The next three lines give the locations for optimization results to be written,
so you should also create the directory specified here.
The second block contains the settings for the genetic algorithm, e.g. how many generations to compute and the number of members within a generation (population size).
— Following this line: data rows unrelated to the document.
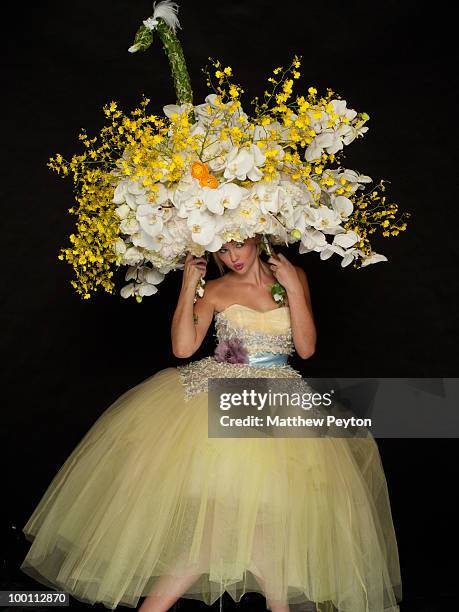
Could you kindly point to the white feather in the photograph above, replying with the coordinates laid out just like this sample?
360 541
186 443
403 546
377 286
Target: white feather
167 10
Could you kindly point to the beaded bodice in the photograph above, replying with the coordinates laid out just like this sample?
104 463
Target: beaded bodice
266 338
258 331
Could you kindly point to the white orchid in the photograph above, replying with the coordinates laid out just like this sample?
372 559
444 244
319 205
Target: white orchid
132 256
145 283
373 258
243 163
324 219
226 196
150 219
129 225
203 227
159 226
343 206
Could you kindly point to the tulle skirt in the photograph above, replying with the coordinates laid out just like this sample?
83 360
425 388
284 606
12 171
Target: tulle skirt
146 494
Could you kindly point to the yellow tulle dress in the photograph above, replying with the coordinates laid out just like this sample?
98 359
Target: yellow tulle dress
146 493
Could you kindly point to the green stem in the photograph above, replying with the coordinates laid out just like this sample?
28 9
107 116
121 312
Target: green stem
174 52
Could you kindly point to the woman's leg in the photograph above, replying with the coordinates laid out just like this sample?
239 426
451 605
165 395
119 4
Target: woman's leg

The third block contains the names, types, bounds and starting values of the
force constants that should be optimized. The names have to be identical to
those in the VARFILE (minus the @
). The type has to be either bond
,
angle
, dihedral
or improper
. The next three numbers define the min
and max range that the force constants can take and an initial guess.
Starting FFGenOpt
If everything is set up correctly (i.e. all files exist and the paths point to the right location), you can start FFGenOpt from the main directory by
python FF_GenOpt.py /path/to/config_file
You should first see a message about no population found (if you are starting
the optimization for the first time) and that an initial population is being
generated. Once that is done, you will see a summary after each generation
detailing a best fitness score and average score along with the improvement
since the last generation, among other things. After the specified number of
optimization cycles (GENERATIONS in the config file) are through, you can
take a look at your resluts (or the logs if somehting went wrong) in the
directory specified in the config file. If everything looks sane, then
congratulations!
You can now substitute your old force field parameters by those in the
FF_GenOpt_results
directory and start computing new MD trajectories.